New book aims for debate on vanishing Sofia

A group of young people from Sofia University’s sociology department have produced a book documenting the stories of 11 pre-1944 houses that are crumbling into ruins, a sad decline from the days when the buildings were the homes of some of the Bulgarian capital city’s wealthiest and most influential families.

The book, Portraits of Vanishing Sofia (Портрети на изчезваща София), is intended to provoke discussion about the fate of the buildings, beautiful in their heyday, a glory still apparent in spite of their neglected, peeling facades.

The idea for the book, published by the Iztok –Zapad publishing house, came from photographs published on social network Facebook, which prompted the authors to set about collecting more photographs of buildings in the city dating from between the end of Ottoman rule and the closing stages of World War 2.
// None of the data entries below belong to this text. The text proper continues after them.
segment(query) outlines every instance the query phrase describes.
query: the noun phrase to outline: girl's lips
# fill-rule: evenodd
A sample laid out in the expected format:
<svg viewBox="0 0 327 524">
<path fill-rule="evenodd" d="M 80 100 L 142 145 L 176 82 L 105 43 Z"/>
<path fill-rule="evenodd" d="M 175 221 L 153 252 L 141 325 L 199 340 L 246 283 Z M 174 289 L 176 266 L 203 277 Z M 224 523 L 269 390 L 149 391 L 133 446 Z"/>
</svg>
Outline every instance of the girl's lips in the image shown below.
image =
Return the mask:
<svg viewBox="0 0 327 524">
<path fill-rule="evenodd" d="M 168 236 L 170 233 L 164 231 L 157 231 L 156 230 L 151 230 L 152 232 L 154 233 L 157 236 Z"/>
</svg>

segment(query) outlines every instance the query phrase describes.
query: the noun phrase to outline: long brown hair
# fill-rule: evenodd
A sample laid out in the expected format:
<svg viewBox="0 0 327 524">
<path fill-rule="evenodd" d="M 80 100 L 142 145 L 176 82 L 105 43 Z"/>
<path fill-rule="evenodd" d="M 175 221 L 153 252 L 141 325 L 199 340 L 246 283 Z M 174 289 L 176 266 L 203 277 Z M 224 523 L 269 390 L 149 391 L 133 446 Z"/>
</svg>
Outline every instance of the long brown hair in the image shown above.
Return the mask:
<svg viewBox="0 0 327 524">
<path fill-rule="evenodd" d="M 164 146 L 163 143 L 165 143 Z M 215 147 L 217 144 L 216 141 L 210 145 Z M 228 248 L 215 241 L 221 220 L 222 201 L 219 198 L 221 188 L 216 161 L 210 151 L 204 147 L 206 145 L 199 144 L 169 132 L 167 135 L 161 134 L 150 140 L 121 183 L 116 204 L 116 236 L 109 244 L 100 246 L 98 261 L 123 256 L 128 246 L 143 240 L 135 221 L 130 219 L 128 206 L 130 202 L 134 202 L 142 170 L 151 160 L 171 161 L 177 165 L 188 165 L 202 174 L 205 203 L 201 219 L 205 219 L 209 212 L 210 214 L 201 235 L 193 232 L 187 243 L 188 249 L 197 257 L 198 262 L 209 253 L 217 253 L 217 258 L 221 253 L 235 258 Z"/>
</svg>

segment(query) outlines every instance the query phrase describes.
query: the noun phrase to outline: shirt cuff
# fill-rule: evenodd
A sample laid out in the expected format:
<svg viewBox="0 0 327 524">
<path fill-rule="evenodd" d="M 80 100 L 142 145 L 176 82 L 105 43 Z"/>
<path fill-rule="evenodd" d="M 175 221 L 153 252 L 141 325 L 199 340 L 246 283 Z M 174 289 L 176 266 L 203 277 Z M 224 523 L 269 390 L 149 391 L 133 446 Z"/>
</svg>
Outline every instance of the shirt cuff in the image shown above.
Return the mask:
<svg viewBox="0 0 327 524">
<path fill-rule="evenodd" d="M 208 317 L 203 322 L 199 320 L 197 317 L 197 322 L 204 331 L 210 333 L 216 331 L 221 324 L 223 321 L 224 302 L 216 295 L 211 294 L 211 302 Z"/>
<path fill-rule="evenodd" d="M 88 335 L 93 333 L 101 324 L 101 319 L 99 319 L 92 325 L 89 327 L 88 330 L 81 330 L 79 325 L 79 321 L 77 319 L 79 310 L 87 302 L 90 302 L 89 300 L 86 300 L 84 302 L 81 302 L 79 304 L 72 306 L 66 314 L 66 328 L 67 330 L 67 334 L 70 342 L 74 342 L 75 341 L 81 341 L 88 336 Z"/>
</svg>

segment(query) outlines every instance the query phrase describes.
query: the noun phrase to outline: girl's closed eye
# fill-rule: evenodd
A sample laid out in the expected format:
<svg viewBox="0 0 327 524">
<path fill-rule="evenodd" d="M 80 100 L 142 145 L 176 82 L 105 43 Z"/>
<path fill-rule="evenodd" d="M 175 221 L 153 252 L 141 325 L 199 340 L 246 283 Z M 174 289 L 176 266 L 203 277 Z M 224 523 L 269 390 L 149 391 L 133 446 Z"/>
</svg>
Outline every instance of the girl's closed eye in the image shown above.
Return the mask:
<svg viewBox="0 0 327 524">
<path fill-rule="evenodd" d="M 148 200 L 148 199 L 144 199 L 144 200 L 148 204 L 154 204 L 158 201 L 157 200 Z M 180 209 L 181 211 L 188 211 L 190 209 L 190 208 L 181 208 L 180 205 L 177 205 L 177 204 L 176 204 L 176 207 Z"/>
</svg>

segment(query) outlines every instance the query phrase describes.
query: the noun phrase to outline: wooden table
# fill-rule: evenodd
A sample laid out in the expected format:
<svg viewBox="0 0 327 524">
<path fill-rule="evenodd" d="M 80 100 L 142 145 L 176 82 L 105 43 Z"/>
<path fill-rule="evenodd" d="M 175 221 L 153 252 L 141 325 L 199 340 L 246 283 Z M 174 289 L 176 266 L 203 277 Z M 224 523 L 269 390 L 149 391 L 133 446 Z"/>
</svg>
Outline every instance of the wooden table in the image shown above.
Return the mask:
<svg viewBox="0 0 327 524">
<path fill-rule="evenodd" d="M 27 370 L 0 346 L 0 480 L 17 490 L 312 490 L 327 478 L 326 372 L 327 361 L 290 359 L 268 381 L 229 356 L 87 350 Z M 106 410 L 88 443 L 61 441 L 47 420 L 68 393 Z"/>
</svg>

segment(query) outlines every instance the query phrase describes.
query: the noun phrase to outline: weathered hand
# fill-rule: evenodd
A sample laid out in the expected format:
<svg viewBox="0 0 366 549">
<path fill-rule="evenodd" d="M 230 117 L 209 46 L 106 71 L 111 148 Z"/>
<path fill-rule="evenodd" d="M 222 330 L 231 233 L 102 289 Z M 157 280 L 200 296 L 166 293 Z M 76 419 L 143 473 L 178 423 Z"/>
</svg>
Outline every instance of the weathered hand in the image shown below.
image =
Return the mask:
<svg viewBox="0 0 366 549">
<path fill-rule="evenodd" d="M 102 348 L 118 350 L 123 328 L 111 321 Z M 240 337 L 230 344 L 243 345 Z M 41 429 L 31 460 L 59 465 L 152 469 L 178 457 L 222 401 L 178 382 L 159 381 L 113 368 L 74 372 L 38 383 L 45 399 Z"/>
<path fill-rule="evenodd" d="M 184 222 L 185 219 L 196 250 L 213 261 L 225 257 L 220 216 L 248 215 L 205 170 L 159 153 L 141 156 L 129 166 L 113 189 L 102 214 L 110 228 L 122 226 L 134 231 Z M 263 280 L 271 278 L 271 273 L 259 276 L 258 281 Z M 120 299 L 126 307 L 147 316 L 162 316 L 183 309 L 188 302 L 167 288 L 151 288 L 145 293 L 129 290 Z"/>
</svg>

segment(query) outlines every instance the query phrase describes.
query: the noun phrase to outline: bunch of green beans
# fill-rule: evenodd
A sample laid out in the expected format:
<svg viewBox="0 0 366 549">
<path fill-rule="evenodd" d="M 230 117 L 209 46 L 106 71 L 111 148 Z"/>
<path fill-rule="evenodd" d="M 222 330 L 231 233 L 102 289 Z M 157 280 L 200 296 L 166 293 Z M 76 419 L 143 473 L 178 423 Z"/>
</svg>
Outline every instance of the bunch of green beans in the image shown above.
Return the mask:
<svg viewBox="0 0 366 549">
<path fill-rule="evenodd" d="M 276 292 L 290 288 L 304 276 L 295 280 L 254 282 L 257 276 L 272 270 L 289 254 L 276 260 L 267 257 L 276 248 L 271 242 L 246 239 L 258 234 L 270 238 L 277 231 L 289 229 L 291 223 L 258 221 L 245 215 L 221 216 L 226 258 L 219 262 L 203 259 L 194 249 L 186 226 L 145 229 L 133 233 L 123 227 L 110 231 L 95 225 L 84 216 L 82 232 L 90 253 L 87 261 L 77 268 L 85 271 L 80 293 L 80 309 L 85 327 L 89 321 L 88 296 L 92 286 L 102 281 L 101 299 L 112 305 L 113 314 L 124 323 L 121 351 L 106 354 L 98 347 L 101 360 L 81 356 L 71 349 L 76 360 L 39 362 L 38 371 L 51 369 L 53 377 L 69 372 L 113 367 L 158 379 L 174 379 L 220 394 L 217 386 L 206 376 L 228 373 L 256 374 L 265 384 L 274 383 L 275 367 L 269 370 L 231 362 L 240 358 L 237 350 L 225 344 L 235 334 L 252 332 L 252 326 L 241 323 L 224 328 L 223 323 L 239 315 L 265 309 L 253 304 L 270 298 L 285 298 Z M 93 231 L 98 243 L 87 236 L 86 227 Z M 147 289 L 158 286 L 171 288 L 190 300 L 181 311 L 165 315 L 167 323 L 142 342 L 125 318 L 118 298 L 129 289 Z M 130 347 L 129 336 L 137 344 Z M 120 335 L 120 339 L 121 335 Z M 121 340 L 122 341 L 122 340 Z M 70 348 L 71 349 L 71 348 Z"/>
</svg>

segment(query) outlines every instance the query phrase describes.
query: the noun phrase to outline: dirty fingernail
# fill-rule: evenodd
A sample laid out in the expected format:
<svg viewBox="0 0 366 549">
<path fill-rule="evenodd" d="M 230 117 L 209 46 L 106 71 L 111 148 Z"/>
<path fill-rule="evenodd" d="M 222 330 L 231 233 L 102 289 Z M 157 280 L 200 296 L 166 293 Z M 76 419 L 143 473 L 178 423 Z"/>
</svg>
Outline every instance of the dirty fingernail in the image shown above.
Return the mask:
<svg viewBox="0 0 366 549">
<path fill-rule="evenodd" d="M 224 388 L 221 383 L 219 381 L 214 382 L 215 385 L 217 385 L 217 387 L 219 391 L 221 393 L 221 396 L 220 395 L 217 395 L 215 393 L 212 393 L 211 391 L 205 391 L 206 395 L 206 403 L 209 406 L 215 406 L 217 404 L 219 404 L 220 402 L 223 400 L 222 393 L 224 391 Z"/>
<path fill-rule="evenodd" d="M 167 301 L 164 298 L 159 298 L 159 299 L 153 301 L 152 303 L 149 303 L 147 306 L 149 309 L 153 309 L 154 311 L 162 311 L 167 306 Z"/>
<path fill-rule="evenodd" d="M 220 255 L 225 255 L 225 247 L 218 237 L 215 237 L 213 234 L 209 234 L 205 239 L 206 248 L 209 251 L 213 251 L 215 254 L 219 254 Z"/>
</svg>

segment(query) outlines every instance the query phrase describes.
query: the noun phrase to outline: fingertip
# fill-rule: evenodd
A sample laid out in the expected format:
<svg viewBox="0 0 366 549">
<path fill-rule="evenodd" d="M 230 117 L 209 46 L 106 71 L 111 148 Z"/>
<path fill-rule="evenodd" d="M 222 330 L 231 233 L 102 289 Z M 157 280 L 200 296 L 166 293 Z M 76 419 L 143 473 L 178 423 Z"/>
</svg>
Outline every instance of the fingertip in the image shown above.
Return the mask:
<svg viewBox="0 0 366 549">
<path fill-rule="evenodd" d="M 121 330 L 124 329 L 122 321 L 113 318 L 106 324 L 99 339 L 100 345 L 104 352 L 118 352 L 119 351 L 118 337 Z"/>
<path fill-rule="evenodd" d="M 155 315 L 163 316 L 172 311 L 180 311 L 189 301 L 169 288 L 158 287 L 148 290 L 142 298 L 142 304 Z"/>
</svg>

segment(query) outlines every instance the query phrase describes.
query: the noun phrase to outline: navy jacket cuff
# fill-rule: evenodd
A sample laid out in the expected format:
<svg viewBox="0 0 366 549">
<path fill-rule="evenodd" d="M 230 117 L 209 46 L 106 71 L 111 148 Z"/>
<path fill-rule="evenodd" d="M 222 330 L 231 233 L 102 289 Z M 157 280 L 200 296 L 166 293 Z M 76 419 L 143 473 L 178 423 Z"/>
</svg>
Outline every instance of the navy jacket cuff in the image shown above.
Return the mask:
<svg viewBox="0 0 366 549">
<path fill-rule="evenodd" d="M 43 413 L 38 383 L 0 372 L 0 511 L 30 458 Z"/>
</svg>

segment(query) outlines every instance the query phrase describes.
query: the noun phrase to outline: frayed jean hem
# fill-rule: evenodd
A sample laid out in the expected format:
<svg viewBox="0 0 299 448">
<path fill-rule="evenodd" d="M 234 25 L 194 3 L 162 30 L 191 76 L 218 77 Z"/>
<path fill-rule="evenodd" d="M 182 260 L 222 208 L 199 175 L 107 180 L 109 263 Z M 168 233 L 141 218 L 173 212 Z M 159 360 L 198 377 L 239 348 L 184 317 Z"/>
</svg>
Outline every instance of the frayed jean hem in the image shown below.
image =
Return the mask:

A hint of the erstwhile status of the families who lived in the area documented in the book, around Maria Louisa Boulevard and down Kiril i Metodii Street, is that in one house in the latter street, a lion was kept as a pet.

Today, the houses are crumbling, in part because members of the families that own them have been locked in disputes for decades. In spite of legislation requiring the upkeep of buildings, some of the owners lack the money to maintain them.

The authors – Lea Vaisova, Neven Germanova, Milena Goranova, Veronika Dimitrova, Elena Lilova, Tsvetelina Panova, Tsvetelina Slacheva and Hristian Hristov – have no specific proposal to solve the problem, but believe that the plight of the houses should be resolved soon, before it is too late.

The book, in Bulgarian and priced at about 15 leva, is available at major bookshops in Sofia.